TDFS4DS_INSTRUCT_MODEL_PROVIDER=openai
TDFS4DS_INSTRUCT_MODEL_MODEL=gpt-4o
TDFS4DS_EMBEDDING_MODEL_PROVIDER=vllm
TDFS4DS_EMBEDDING_MODEL_URL=https://api.example.com/v1/e5
TDFS4DS_EMBEDDING_MODEL_MODEL=text-embedding-3-small
TDFS4DS_EMBEDDING_MODEL_DIM=1536
TDFS4DS_CHROMA_MODE=local
TDFS4DS_CHROMA_PATH=./tdfs4ds_chroma
Add .env to .gitignore to keep secrets out of source control.

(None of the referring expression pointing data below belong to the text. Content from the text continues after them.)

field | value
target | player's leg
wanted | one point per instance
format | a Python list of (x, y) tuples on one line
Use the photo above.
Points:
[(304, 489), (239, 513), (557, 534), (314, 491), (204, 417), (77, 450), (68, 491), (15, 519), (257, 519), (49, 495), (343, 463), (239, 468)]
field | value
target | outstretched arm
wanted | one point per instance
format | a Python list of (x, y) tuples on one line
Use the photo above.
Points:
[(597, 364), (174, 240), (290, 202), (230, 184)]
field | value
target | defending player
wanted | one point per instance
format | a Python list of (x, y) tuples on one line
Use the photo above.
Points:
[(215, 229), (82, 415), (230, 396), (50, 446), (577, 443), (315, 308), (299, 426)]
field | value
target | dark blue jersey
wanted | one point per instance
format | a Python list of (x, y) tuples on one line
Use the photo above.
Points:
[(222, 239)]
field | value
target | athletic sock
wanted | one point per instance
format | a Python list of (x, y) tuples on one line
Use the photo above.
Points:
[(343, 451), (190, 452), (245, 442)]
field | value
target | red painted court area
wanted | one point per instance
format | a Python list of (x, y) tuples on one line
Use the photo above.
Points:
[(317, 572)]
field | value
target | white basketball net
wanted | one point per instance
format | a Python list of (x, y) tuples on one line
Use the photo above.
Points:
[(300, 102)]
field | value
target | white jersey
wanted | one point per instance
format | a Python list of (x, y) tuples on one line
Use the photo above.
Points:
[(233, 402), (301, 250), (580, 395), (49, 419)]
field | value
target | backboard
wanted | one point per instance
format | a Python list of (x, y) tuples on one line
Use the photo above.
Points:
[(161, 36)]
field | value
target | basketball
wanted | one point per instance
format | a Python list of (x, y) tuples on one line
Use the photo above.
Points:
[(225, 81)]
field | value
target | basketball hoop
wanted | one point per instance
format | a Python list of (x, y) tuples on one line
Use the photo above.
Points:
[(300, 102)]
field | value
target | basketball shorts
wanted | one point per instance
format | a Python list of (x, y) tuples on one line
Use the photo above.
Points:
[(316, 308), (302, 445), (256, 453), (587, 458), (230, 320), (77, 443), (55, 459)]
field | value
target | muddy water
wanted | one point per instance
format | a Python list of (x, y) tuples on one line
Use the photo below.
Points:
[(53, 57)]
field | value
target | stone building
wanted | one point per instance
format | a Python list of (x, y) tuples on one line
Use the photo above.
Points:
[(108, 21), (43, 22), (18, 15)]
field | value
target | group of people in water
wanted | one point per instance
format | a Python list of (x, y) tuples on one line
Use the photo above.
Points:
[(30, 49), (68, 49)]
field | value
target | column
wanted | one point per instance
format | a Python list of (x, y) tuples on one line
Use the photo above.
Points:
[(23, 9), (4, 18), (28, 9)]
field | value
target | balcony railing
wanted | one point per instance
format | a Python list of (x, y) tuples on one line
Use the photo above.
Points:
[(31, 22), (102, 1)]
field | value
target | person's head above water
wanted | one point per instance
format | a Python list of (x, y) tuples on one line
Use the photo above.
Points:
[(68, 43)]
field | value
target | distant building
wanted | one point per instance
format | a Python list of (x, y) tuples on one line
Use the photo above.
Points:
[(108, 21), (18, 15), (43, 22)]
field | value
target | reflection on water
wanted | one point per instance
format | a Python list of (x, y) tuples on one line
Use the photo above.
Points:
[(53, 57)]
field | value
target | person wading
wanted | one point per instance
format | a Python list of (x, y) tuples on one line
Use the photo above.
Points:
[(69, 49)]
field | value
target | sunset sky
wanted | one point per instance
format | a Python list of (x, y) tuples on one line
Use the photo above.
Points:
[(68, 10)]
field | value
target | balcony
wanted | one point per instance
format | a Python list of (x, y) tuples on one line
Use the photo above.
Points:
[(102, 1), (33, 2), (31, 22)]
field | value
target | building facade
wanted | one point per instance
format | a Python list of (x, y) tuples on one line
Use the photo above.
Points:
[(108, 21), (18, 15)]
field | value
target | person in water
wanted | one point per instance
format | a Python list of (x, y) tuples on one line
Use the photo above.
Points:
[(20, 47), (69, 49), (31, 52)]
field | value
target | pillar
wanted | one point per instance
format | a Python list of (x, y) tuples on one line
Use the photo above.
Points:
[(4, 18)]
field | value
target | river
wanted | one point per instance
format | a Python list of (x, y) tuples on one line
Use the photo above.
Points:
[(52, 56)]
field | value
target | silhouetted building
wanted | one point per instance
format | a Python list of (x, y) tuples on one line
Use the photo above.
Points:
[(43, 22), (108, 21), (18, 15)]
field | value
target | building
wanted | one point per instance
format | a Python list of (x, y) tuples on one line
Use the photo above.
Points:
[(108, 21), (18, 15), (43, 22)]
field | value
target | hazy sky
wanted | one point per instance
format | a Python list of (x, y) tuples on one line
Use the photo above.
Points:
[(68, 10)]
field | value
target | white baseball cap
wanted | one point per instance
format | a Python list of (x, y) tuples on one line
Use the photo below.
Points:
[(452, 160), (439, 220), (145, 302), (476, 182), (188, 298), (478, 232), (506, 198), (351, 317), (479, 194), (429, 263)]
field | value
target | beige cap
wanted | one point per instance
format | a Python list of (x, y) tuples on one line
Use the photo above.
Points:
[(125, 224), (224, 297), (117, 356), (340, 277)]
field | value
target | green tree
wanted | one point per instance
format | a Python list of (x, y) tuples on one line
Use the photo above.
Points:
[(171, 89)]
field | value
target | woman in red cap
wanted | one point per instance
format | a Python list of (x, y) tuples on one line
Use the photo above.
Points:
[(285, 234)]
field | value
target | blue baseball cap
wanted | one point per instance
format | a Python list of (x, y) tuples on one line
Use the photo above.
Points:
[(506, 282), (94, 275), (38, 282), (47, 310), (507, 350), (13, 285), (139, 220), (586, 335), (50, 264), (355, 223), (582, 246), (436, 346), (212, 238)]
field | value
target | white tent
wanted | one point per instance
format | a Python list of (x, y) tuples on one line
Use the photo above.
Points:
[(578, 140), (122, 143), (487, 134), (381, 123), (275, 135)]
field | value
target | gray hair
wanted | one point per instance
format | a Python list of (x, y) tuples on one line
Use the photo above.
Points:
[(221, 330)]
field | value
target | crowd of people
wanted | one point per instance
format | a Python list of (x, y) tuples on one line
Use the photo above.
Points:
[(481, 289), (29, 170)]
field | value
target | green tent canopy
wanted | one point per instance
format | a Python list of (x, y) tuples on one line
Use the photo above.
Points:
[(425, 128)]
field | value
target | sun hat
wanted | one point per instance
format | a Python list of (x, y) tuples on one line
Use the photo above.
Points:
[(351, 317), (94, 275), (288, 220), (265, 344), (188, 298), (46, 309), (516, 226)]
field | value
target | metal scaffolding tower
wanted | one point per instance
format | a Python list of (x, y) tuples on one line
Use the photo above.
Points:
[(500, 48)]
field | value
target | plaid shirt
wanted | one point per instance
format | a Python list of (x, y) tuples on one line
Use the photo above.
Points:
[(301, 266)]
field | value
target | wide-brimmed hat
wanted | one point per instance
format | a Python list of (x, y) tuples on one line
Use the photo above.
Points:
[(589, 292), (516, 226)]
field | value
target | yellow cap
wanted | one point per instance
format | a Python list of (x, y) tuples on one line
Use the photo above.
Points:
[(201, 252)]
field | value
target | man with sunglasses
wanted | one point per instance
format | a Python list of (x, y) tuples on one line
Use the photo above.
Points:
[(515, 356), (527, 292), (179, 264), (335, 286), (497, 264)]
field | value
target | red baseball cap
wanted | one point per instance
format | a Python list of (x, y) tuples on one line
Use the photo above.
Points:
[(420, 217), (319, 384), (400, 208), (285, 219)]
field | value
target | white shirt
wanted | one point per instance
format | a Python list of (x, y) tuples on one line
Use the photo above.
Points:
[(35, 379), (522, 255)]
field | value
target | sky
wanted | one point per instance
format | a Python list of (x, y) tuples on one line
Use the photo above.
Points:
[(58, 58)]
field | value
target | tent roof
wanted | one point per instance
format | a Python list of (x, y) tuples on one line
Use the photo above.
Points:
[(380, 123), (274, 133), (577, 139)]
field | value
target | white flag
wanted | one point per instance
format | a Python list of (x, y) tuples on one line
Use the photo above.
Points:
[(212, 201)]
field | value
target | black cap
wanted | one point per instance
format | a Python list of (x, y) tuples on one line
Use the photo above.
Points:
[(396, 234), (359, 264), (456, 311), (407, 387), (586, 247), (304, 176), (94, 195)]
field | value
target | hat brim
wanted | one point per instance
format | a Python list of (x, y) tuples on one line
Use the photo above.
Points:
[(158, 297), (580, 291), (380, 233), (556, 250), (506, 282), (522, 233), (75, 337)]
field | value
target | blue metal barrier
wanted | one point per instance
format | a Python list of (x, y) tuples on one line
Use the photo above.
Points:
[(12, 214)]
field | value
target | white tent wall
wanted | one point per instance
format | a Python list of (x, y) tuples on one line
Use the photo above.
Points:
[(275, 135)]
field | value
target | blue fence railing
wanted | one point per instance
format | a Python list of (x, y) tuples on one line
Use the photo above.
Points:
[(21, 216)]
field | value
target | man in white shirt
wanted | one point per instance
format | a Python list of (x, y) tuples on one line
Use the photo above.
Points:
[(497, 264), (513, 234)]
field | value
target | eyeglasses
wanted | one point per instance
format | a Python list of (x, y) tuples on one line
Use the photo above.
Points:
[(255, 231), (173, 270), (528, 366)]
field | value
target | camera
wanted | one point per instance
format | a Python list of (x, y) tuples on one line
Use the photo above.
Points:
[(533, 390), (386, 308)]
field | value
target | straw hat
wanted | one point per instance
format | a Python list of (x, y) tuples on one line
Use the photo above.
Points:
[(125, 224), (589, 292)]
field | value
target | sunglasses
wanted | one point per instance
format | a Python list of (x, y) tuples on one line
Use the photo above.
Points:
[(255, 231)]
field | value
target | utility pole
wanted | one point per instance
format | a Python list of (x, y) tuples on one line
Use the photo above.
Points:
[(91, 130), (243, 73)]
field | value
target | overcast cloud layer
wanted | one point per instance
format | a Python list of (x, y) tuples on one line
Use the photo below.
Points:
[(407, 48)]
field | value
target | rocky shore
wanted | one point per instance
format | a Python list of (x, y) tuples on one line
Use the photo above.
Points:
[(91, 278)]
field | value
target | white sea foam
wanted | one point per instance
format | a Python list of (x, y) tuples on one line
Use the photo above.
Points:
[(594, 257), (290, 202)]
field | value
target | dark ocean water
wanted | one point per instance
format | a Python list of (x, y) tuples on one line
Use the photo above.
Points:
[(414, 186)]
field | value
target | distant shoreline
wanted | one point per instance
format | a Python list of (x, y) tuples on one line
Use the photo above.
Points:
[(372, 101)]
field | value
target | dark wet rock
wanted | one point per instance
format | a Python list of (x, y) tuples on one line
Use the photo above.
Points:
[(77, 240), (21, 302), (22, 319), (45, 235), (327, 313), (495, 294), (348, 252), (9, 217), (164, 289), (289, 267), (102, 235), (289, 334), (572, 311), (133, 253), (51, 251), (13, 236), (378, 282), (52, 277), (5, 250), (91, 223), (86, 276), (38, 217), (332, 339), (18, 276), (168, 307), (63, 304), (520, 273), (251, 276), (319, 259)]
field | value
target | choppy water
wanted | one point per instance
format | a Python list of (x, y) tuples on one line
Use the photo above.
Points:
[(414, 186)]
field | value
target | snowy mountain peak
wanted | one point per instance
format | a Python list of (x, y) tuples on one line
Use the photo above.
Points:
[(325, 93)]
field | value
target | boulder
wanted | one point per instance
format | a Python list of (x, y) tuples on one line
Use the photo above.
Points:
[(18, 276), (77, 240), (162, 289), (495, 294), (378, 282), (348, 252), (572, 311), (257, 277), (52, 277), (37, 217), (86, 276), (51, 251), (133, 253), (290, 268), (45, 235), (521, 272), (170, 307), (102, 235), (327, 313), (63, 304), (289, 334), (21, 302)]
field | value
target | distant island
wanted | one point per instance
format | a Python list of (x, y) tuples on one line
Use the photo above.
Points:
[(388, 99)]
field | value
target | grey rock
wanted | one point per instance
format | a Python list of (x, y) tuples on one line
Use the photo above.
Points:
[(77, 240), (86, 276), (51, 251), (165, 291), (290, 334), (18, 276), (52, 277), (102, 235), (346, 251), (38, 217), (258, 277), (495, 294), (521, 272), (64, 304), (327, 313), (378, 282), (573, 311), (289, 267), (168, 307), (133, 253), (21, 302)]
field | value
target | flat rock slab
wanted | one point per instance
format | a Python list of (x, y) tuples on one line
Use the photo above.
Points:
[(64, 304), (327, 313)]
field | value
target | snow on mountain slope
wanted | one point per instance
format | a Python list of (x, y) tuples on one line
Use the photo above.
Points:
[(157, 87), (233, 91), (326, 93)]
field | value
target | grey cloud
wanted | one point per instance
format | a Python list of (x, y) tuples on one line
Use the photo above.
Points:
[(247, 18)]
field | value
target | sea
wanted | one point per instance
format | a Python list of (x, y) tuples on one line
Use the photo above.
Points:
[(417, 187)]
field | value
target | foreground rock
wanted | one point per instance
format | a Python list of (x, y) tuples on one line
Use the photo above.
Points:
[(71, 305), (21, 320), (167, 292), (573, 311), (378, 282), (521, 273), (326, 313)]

Quoted values and export KEY=VALUE syntax are supported.
Environment variables
All settings can also be set via TDFS4DS_<VAR_NAME> OS environment variables (useful in CI/CD):
| Variable | Corresponding setting |
|---|---|
TDFS4DS_SCHEMA |
tdfs4ds.SCHEMA |
TDFS4DS_DATA_DOMAIN |
tdfs4ds.DATA_DOMAIN |
TDFS4DS_DISPLAY_LOGS |
tdfs4ds.DISPLAY_LOGS |
TDFS4DS_DEBUG_MODE |
tdfs4ds.DEBUG_MODE |
TDFS4DS_STORE_FEATURE |
tdfs4ds.STORE_FEATURE |
TDFS4DS_VARCHAR_SIZE |
tdfs4ds.VARCHAR_SIZE |
TDFS4DS_INSTRUCT_MODEL_PROVIDER |
tdfs4ds.INSTRUCT_MODEL_PROVIDER |
TDFS4DS_INSTRUCT_MODEL_MODEL |
tdfs4ds.INSTRUCT_MODEL_MODEL |
TDFS4DS_INSTRUCT_MODEL_URL |
tdfs4ds.INSTRUCT_MODEL_URL |
TDFS4DS_INSTRUCT_MODEL_API_KEY |
tdfs4ds.INSTRUCT_MODEL_API_KEY |
TDFS4DS_EMBEDDING_MODEL_PROVIDER |
tdfs4ds.EMBEDDING_MODEL_PROVIDER |
TDFS4DS_EMBEDDING_MODEL_MODEL |
tdfs4ds.EMBEDDING_MODEL_MODEL |
TDFS4DS_EMBEDDING_MODEL_URL |
tdfs4ds.EMBEDDING_MODEL_URL |
TDFS4DS_EMBEDDING_MODEL_API_KEY |
tdfs4ds.EMBEDDING_MODEL_API_KEY |
TDFS4DS_EMBEDDING_MODEL_DIM |
tdfs4ds.EMBEDDING_MODEL_DIM |
TDFS4DS_CHROMA_MODE |
tdfs4ds.CHROMA_MODE |
TDFS4DS_CHROMA_PATH |
tdfs4ds.CHROMA_PATH |
TDFS4DS_CHROMA_HOST |
tdfs4ds.CHROMA_HOST |
TDFS4DS_CHROMA_PORT |
tdfs4ds.CHROMA_PORT |
load_config() — explicit reload
# Reload from default search paths
tdfs4ds.load_config()
# Point at specific files
tdfs4ds.load_config(
path='/configs/feature_store.json',
dotenv_path='/project/.env.production',
)
Priority chain
programmatic (tdfs4ds.X = value)
> OS environment variable (TDFS4DS_X)
> .env file (./.env or ~/.tdfs4ds/.env)
> JSON config file (./tdfs4ds.json or ~/.tdfs4ds/config.json)
> teradataml auto-detection (SCHEMA only)
> built-in defaults
Time Travel
All catalogs and feature stores are temporal. Point-in-time queries are available via:
tdfs4ds.FEATURE_STORE_TIME = '2024-01-01 00:00:00' # query historical state
tdfs4ds.FEATURE_STORE_TIME = None # back to current state
Package Structure
tdfs4ds/
├── __init__.py — Global config variables & re-exported public API
├── config.py — External config loading (JSON, .env, env vars); load_config()
├── lifecycle.py — setup(), connect()
├── execution.py — run(), upload_features(), roll_out()
├── catalog.py — feature_catalog(), process_catalog(), dataset_catalog()
├── data_domain.py — get_data_domains(), select_data_domain(), create_data_domain()
├── datasets.py — Utility dataset helpers
├── agent/
│ ├── __init__.py — Public exports: consumer_agent, query_optimizer, aquery_optimizer, display_optimization_result, …
│ ├── consumer_agent.py — Intent classifier, 7 skills, feature doc resolver, LLM helpers
│ ├── graph.py — LangGraph StateGraph: classify → detect_domain → skill → synthesize
│ ├── query_optimizer.py — skill_optimize_query(), query_optimizer(), aquery_optimizer(), display_optimization_result()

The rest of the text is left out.